Blew it a little at the end there, didn't I? Oh well, indignation is exhausting. Maybe I can find the Howe edition in a broken set on the Internet somewhere, like I've found the occasional stray volume of the Yale Johnson.
Damn Yale. Damn Oxford. Damn me.
Yadda, yadda, yadda.
brad-
ReplyDeletemy essential morning blog reads: you and dennis cooper. i contain multitudes, or something like that. inventory sunday: almost made me nostalgic! and of course some books and book sets are meant to be touched, held, and only eventually if ever read...

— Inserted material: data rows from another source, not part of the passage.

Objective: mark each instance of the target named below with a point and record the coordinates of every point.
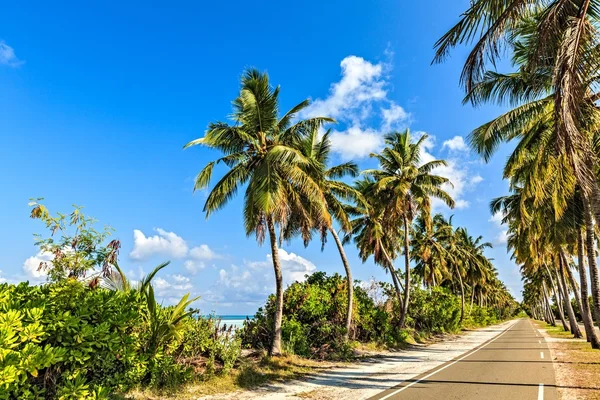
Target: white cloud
(497, 218)
(462, 179)
(359, 97)
(169, 244)
(8, 56)
(203, 252)
(501, 237)
(476, 179)
(32, 269)
(356, 142)
(193, 266)
(393, 115)
(172, 287)
(457, 143)
(360, 85)
(252, 282)
(164, 244)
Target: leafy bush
(313, 318)
(66, 340)
(314, 315)
(71, 340)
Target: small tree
(81, 248)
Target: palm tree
(317, 149)
(372, 235)
(468, 253)
(561, 44)
(429, 248)
(407, 187)
(261, 150)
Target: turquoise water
(235, 320)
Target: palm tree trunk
(591, 256)
(407, 274)
(551, 321)
(349, 283)
(276, 344)
(571, 281)
(562, 283)
(586, 313)
(561, 314)
(462, 293)
(394, 277)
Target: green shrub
(72, 339)
(435, 310)
(66, 340)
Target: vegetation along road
(515, 364)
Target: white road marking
(444, 367)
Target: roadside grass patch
(576, 364)
(251, 372)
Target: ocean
(236, 320)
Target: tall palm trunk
(562, 283)
(395, 280)
(586, 313)
(561, 315)
(462, 292)
(407, 274)
(349, 281)
(276, 344)
(572, 282)
(591, 255)
(552, 320)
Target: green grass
(555, 331)
(250, 373)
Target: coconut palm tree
(261, 149)
(372, 235)
(407, 186)
(317, 148)
(429, 248)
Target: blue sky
(97, 100)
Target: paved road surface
(515, 365)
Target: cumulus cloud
(356, 142)
(462, 179)
(355, 100)
(252, 282)
(393, 115)
(501, 237)
(360, 85)
(169, 244)
(457, 143)
(31, 266)
(172, 287)
(193, 266)
(164, 243)
(8, 56)
(203, 252)
(497, 219)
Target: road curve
(515, 365)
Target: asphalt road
(515, 365)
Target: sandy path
(367, 378)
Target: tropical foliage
(553, 207)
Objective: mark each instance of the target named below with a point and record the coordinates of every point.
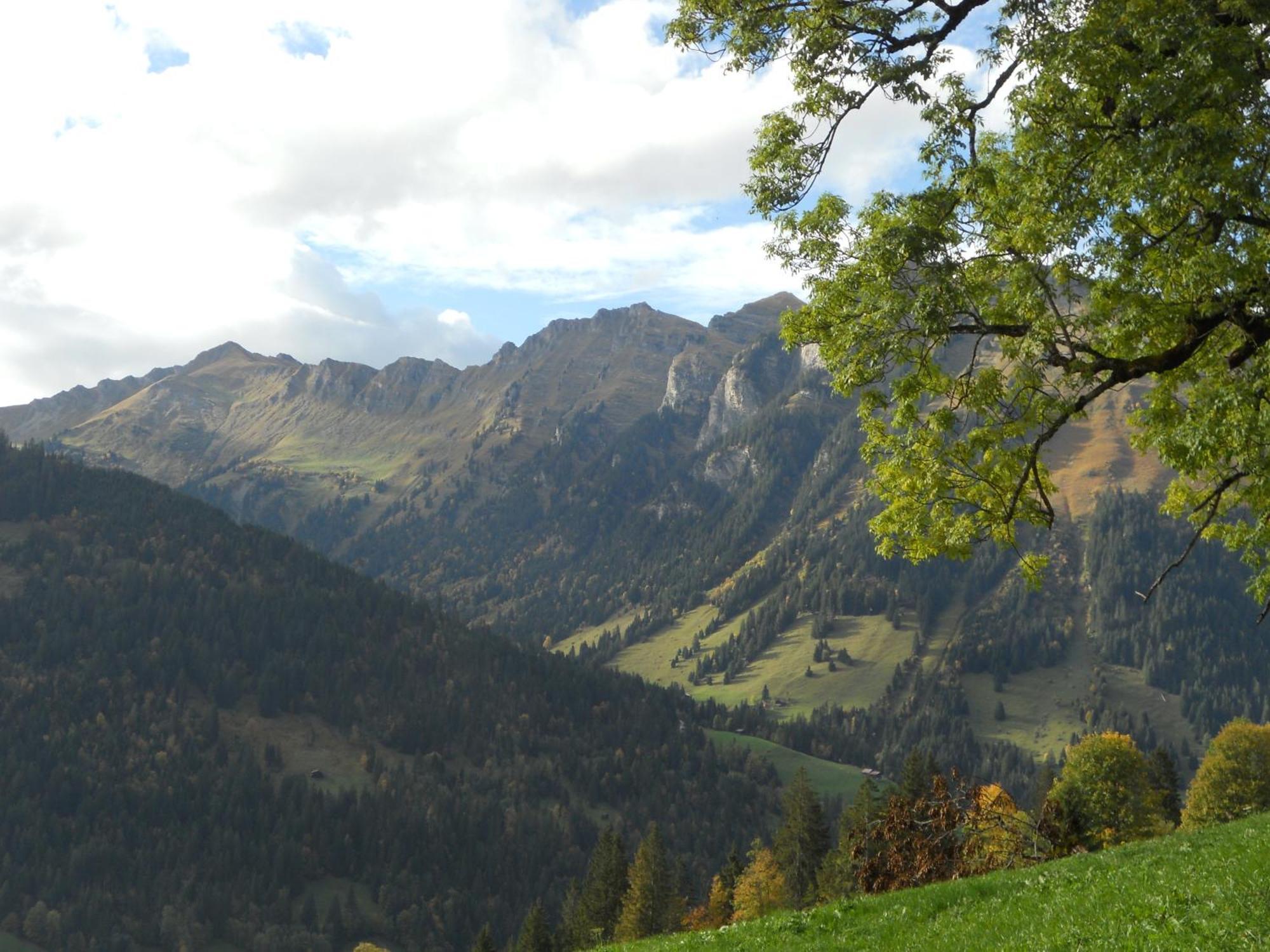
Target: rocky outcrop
(48, 417)
(692, 379)
(756, 375)
(727, 468)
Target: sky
(366, 181)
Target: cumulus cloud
(514, 147)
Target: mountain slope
(170, 681)
(1182, 892)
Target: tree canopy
(1109, 228)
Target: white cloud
(502, 145)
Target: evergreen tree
(594, 917)
(838, 874)
(485, 941)
(1163, 777)
(535, 932)
(651, 906)
(915, 779)
(802, 841)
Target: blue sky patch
(164, 56)
(302, 40)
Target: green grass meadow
(829, 779)
(1206, 890)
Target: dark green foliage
(652, 904)
(1197, 637)
(600, 901)
(485, 941)
(920, 770)
(535, 932)
(1163, 777)
(802, 841)
(143, 610)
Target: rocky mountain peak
(229, 350)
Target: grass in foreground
(1205, 890)
(829, 779)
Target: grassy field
(830, 780)
(874, 645)
(1203, 890)
(876, 648)
(1042, 705)
(590, 633)
(308, 744)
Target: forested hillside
(172, 682)
(632, 461)
(686, 505)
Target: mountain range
(631, 492)
(404, 472)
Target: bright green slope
(829, 779)
(1187, 892)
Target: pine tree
(918, 774)
(594, 916)
(651, 906)
(485, 941)
(535, 932)
(838, 874)
(1163, 777)
(802, 841)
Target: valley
(679, 515)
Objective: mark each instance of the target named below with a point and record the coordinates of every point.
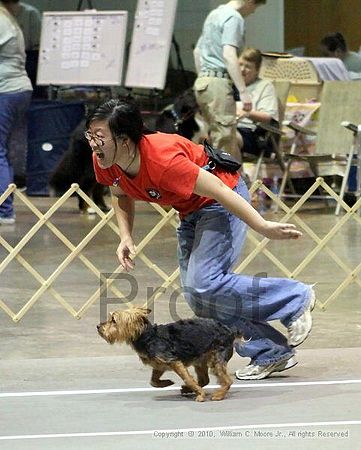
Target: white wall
(263, 30)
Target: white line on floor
(173, 388)
(159, 433)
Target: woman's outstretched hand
(277, 230)
(124, 250)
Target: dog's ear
(114, 317)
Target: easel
(179, 60)
(80, 4)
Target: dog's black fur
(179, 116)
(201, 343)
(186, 340)
(76, 166)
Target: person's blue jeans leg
(210, 241)
(13, 107)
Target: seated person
(334, 45)
(264, 106)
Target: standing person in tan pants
(216, 61)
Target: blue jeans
(13, 107)
(209, 244)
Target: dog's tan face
(124, 326)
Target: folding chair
(336, 145)
(273, 133)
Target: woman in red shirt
(215, 211)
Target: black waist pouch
(220, 159)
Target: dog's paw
(161, 383)
(218, 396)
(200, 398)
(186, 390)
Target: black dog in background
(180, 116)
(76, 166)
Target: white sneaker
(299, 330)
(7, 220)
(255, 372)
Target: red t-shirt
(169, 167)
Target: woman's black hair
(334, 41)
(123, 117)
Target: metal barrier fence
(167, 218)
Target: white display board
(151, 41)
(82, 48)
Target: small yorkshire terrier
(202, 343)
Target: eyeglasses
(98, 140)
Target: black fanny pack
(220, 159)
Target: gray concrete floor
(61, 386)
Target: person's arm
(255, 116)
(124, 211)
(197, 59)
(232, 64)
(208, 185)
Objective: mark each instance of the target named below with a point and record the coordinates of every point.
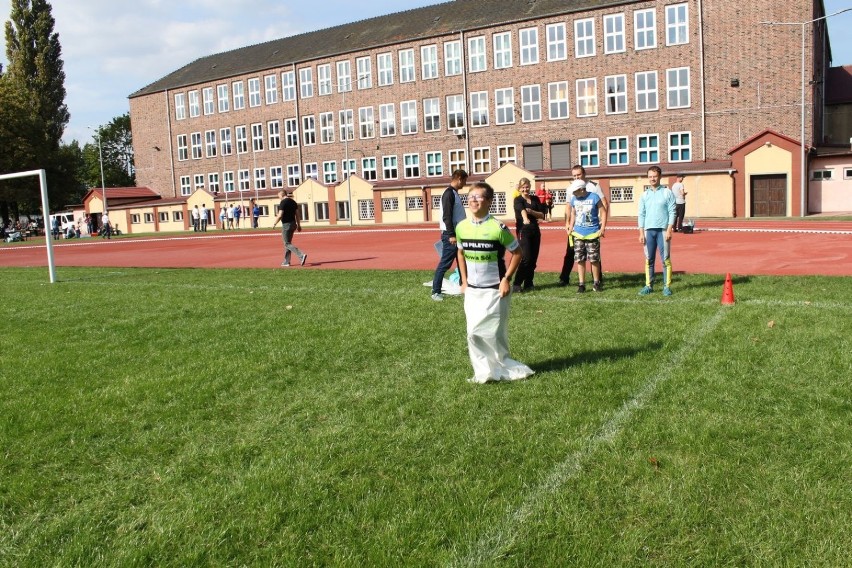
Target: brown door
(769, 196)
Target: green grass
(322, 418)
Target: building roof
(419, 23)
(838, 85)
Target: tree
(117, 147)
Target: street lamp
(803, 165)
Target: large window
(584, 37)
(587, 97)
(646, 91)
(502, 50)
(616, 94)
(677, 87)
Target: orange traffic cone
(728, 292)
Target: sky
(113, 48)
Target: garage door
(769, 196)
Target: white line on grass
(492, 545)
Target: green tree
(117, 147)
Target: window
(390, 204)
(556, 49)
(482, 160)
(257, 137)
(366, 209)
(326, 127)
(431, 115)
(366, 122)
(390, 167)
(364, 68)
(343, 210)
(646, 91)
(616, 94)
(254, 92)
(530, 103)
(276, 177)
(645, 29)
(309, 132)
(408, 117)
(274, 131)
(677, 87)
(406, 66)
(306, 83)
(260, 178)
(529, 46)
(614, 33)
(384, 61)
(209, 105)
(558, 100)
(183, 148)
(648, 149)
(321, 211)
(476, 54)
(587, 97)
(434, 164)
(210, 143)
(677, 24)
(288, 86)
(458, 160)
(680, 146)
(411, 165)
(429, 62)
(329, 172)
(588, 148)
(368, 169)
(452, 58)
(224, 98)
(344, 76)
(506, 155)
(584, 37)
(347, 124)
(324, 79)
(270, 83)
(294, 175)
(242, 139)
(502, 50)
(621, 194)
(479, 108)
(617, 152)
(180, 106)
(387, 120)
(291, 132)
(185, 187)
(195, 140)
(194, 108)
(455, 112)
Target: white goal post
(48, 238)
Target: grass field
(308, 418)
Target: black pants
(530, 240)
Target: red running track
(718, 247)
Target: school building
(366, 121)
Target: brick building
(401, 100)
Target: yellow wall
(768, 160)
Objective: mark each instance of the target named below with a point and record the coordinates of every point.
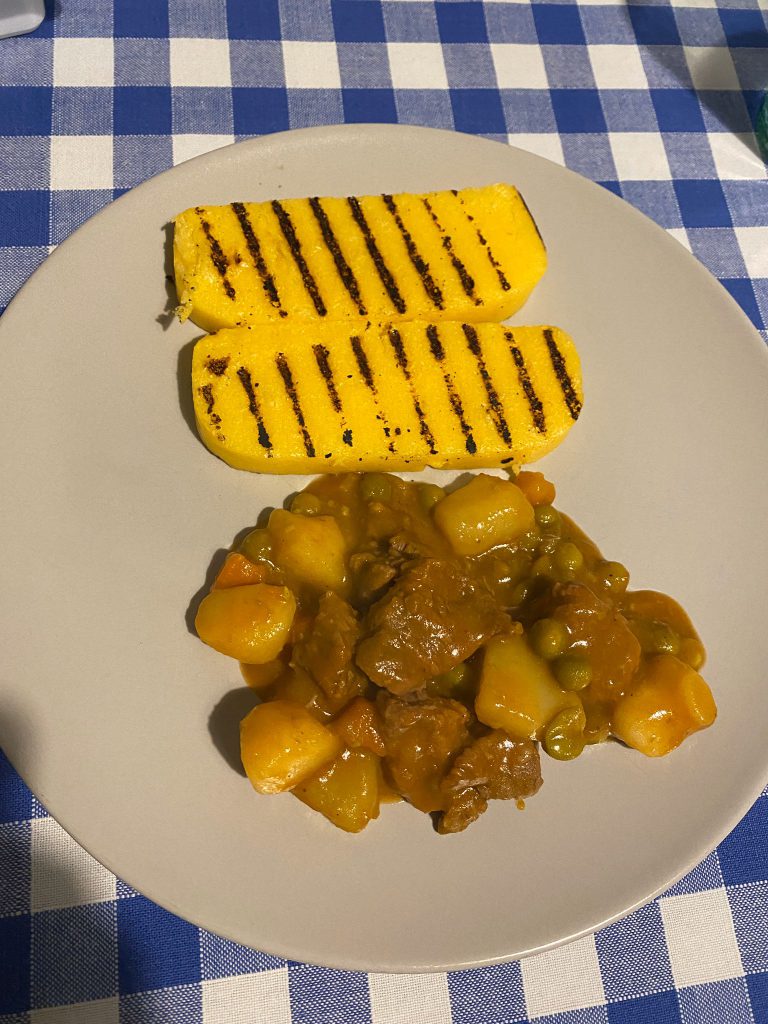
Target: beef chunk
(326, 649)
(494, 767)
(422, 737)
(431, 619)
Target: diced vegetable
(483, 513)
(670, 702)
(309, 548)
(249, 623)
(518, 692)
(346, 792)
(282, 744)
(238, 571)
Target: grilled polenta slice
(470, 255)
(336, 396)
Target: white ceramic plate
(111, 511)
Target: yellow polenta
(471, 255)
(338, 396)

Dearest Richard, if your nostalgia becomes overwhelming, I have a shift available this Sunday, from 5 PM until ?
ReplyDeleteThanks for mentioning Dennis Cooper. I'll look for him.
Brad Craft and Dennis Cooper - now there's an unexpected pairing.
ReplyDeleteBut I like Dennis Cooper. He drives me crazy, but he's touched with something quite special, isn't he? And he is easily the most influential writer of my generation. Now if he just wasn't so... sticky.